Cuenta Borges, lector hedónico, que comenzó a leer la Comedia de Dante en el trayecto de su casa hasta la biblioteca en la que trabajaba. Cayeron en sus manos tres pequeños tomos que le cabían perfectamente en el bolsillo, y que correspondían al infierno, el purgatorio y el paraíso. Lo hizo, como con todos los libros que leyó, por “la emoción estética” que le deparaban.
Dante, que escribió su Comedia en el exilio, y del que oí o leí que no se lo querían cruzar por la calle porque creían, por la potencia de sus imágenes poéticas, que de verdad había estado en el infierno, legó para la eternidad una epopeya del alma, una búsqueda o una venganza que sigue fascinándonos setecientos años después de su muerte, y que sigue arrastrándonos a seguirle por puro placer.
Tal fue el impacto de la “Divina” Comedia en Borges, que publicó, después de muchísimas lecturas y años de disfrute, “Nueve ensayos dantescos” (1982), que no es sólo una mirada profunda a la obra de Dante, sino también, un inventario de la felicidad que es la lectura y la exposición constante y rigurosa a un buen libro.

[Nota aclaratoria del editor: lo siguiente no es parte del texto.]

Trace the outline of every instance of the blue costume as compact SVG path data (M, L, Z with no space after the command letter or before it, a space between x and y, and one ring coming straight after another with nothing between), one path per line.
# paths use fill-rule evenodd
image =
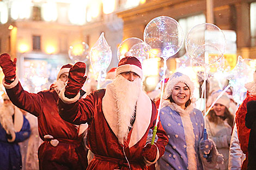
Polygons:
M1 111L4 109L0 108ZM4 116L2 112L0 119L0 169L21 169L21 155L19 142L22 142L29 137L31 134L30 125L28 120L16 107L14 109L14 132L11 134L11 138L7 138L7 130L3 119ZM5 126L6 127L6 126Z

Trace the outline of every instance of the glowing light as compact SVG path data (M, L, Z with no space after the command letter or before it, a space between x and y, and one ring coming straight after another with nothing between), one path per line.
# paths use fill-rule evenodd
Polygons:
M69 10L69 18L74 24L82 25L86 23L86 1L72 1Z
M5 23L8 21L8 9L7 5L3 2L0 2L0 22Z
M19 51L20 51L20 52L21 52L21 53L25 53L27 52L28 51L29 48L28 48L28 45L25 44L25 43L22 43L19 46L18 48L19 48Z
M53 53L54 52L55 52L54 47L51 45L47 46L46 48L46 52L48 54Z
M145 76L159 74L159 62L157 58L144 60L142 67Z
M10 25L9 26L8 29L9 30L12 30L13 29L13 25Z
M42 17L46 21L54 21L57 20L58 14L57 4L54 2L48 1L42 6Z
M115 0L103 0L103 12L108 14L113 12L115 9Z
M11 17L14 20L27 19L30 17L31 0L14 0L11 2Z

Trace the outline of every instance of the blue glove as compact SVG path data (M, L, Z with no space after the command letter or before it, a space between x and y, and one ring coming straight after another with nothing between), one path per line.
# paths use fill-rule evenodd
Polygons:
M151 142L152 140L152 137L153 137L153 130L149 129L149 134L148 134L148 137L147 137L147 143ZM155 141L154 143L156 143L158 140L157 135L156 135L156 137L155 137Z
M212 142L208 139L200 141L200 150L205 155L210 154L212 149Z

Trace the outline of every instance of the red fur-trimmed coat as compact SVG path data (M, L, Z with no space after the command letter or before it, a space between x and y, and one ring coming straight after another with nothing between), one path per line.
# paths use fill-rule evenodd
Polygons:
M121 143L117 137L117 113L113 109L113 95L108 91L111 89L108 90L107 87L106 90L94 91L79 100L76 97L66 98L63 90L58 103L60 116L76 124L86 122L89 124L87 143L95 155L88 169L129 169L126 157L131 169L145 170L148 169L145 163L155 163L157 157L164 153L168 138L160 123L157 132L159 140L155 143L158 150L155 161L150 162L142 156L149 130L154 128L157 117L155 104L144 92L142 92L137 102L133 127L127 140Z
M250 134L250 129L245 126L245 116L247 112L246 105L248 102L255 100L256 100L256 96L252 95L249 92L247 91L246 98L239 106L236 112L235 121L237 128L238 138L240 143L241 149L245 154L246 158L248 158L248 143ZM248 160L246 159L243 162L242 169L247 169L247 163Z

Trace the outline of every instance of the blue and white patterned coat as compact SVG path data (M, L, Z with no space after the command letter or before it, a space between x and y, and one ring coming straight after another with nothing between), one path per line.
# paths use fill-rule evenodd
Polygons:
M209 168L215 166L218 154L215 144L211 162L207 162L199 150L204 128L201 111L192 105L184 110L169 101L162 105L160 119L169 142L164 154L158 161L160 169L204 169L203 164Z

Lecturas que generan más lecturas, escritores que se forman en la pasión hedónica de leer que madura el conocimiento y dinamiza la mirada estética. Hace falta esa caída por el tobogán de la felicidad lectora para llegar al rigor apasionado de la interpretación de lo leído, y ser fortalecidos en nuestro ser interior, en nuestro espíritu crítico.
Borges dice (año 1972) que lo que debe ofrecerse a un joven escritor es “conversación, discusión, el arte del acuerdo y, lo que es acaso más importante, el arte del desacuerdo”. Cuanto más caminamos por este oficio, más necesitamos de la lectura, de su disfrute, y de los amplios y enriquecedores acuerdos y desacuerdos estéticos que producen una mirada mucho más aguda y precisa de nosotros, de los otros y de nuestra circunstancia.